On March 17, 2015, this court directed Appellants to show cause why the first filed corrected brief should not be stricken and why this appeal should not be dismissed for failure to file an opening brief in compliance with the court’s rules. That order was in response to a motion from JPMorgan that noted that Appellants’ opening brief exceeded 14,000 words if, inter alia, Appellants had not deleted spaces between various words in the brief.
The Federal Rules of Appellate Procedure limit an appellant’s opening brief to 14,000 “words.” Fed. R. App. 32(a)(7). Appellants attempted in their first corrected brief to create “words” by squeezing various words together and deleting the spaces that should appear between the words. For example, the following is not one word, although that is how it appears on page 3 of Appellants’ first corrected opening brief:
Instead, when written properly, it is 14 words: Thorner v. Sony Computer Entm’t Am. LLC, 669 F.3d 1362, 1365 (Fed. Cir. 2012). Similar matters appeared throughout the brief.

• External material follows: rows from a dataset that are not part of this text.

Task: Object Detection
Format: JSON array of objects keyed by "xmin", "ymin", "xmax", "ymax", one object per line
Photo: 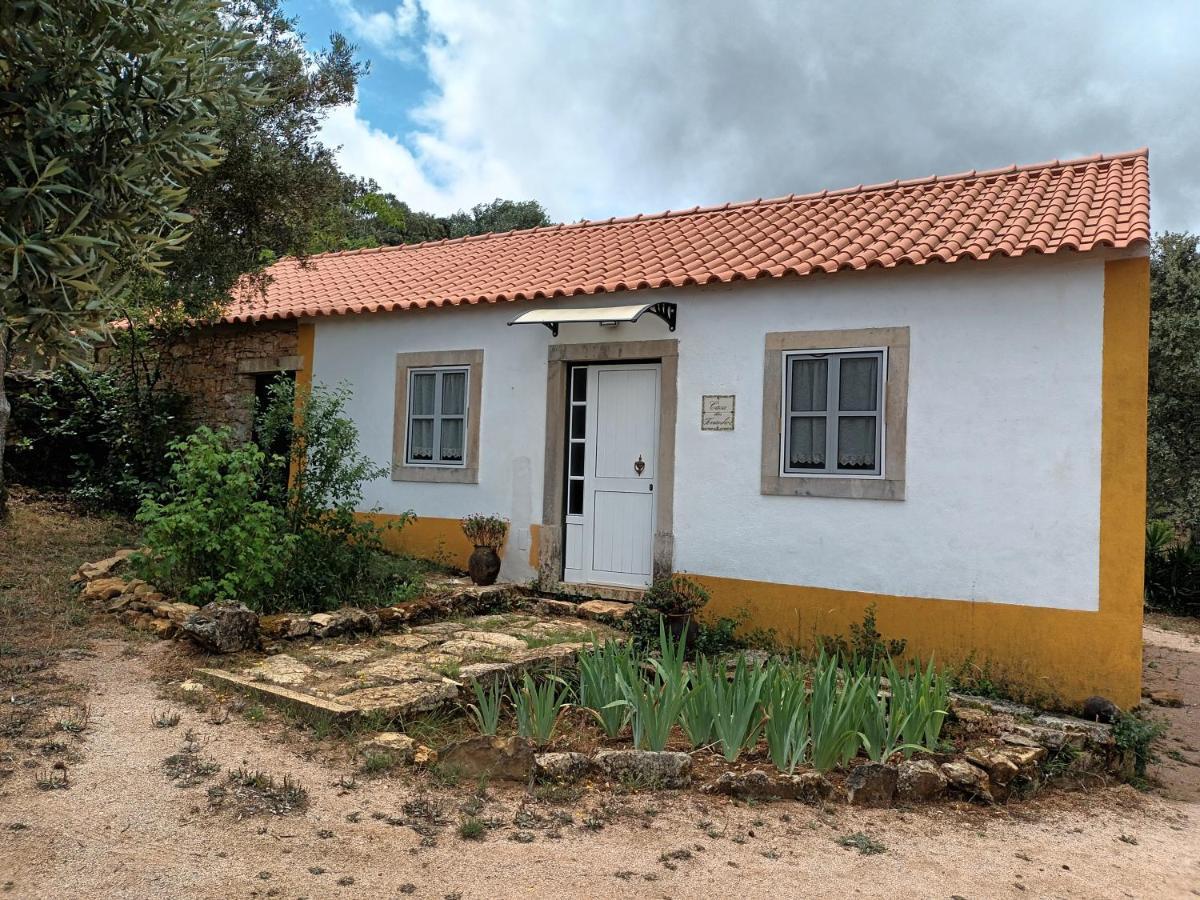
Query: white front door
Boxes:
[{"xmin": 564, "ymin": 362, "xmax": 660, "ymax": 588}]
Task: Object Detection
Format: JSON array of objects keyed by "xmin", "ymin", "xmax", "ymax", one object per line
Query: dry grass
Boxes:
[{"xmin": 0, "ymin": 488, "xmax": 134, "ymax": 790}]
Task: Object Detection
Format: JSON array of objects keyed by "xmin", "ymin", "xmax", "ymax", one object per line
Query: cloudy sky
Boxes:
[{"xmin": 284, "ymin": 0, "xmax": 1200, "ymax": 230}]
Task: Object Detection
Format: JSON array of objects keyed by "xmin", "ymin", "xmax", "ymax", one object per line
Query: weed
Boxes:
[
  {"xmin": 838, "ymin": 832, "xmax": 888, "ymax": 857},
  {"xmin": 34, "ymin": 768, "xmax": 71, "ymax": 791},
  {"xmin": 1112, "ymin": 713, "xmax": 1166, "ymax": 781},
  {"xmin": 458, "ymin": 816, "xmax": 487, "ymax": 841}
]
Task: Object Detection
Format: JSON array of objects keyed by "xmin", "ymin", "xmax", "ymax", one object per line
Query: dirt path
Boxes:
[{"xmin": 0, "ymin": 635, "xmax": 1200, "ymax": 900}]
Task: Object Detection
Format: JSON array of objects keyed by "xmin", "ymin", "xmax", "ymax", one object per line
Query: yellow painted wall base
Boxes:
[
  {"xmin": 359, "ymin": 512, "xmax": 477, "ymax": 570},
  {"xmin": 689, "ymin": 572, "xmax": 1141, "ymax": 708}
]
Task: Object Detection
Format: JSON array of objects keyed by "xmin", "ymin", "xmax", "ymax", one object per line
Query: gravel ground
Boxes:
[{"xmin": 0, "ymin": 630, "xmax": 1200, "ymax": 900}]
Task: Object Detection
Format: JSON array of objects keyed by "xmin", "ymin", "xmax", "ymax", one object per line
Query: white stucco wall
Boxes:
[{"xmin": 314, "ymin": 258, "xmax": 1104, "ymax": 610}]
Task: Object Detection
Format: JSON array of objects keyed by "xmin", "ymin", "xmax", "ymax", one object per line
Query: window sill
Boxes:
[
  {"xmin": 762, "ymin": 474, "xmax": 905, "ymax": 500},
  {"xmin": 391, "ymin": 464, "xmax": 479, "ymax": 485}
]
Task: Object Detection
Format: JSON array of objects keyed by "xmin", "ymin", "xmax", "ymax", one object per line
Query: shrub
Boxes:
[
  {"xmin": 258, "ymin": 378, "xmax": 414, "ymax": 611},
  {"xmin": 5, "ymin": 366, "xmax": 187, "ymax": 514},
  {"xmin": 132, "ymin": 427, "xmax": 295, "ymax": 607},
  {"xmin": 1145, "ymin": 521, "xmax": 1200, "ymax": 616},
  {"xmin": 642, "ymin": 574, "xmax": 709, "ymax": 616},
  {"xmin": 462, "ymin": 512, "xmax": 509, "ymax": 550}
]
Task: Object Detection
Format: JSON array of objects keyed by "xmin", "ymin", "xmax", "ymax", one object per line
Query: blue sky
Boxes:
[{"xmin": 278, "ymin": 0, "xmax": 1200, "ymax": 230}]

In the alternative, Appellants move for leave to file a new “corrected brief.” The new corrected brief does not bring the actual word count below 14,000 words. For example, the new corrected brief would, instead of deleting spaces between words in case citations, replace various phrases or case citations with abbreviations such as “TOA1” and list those citations only in the table of authorities. The Appellants also use abbreviations such as “CR1” to cross-reference to something that was stated earlier in the brief, although it is so poorly explained that it is nearly incomprehensible. Neither the previously filed brief nor the most recent proffered corrected brief comply with the court’s rules. Instead, they represent an attempt to file briefs that, if written properly, exceed the permitted word limitation.
Appellants have failed to show cause why the brief should not be stricken and why the appeal should not be dismissed. Pursuant to the court’s March 17, 2015 order, the appeal is dismissed.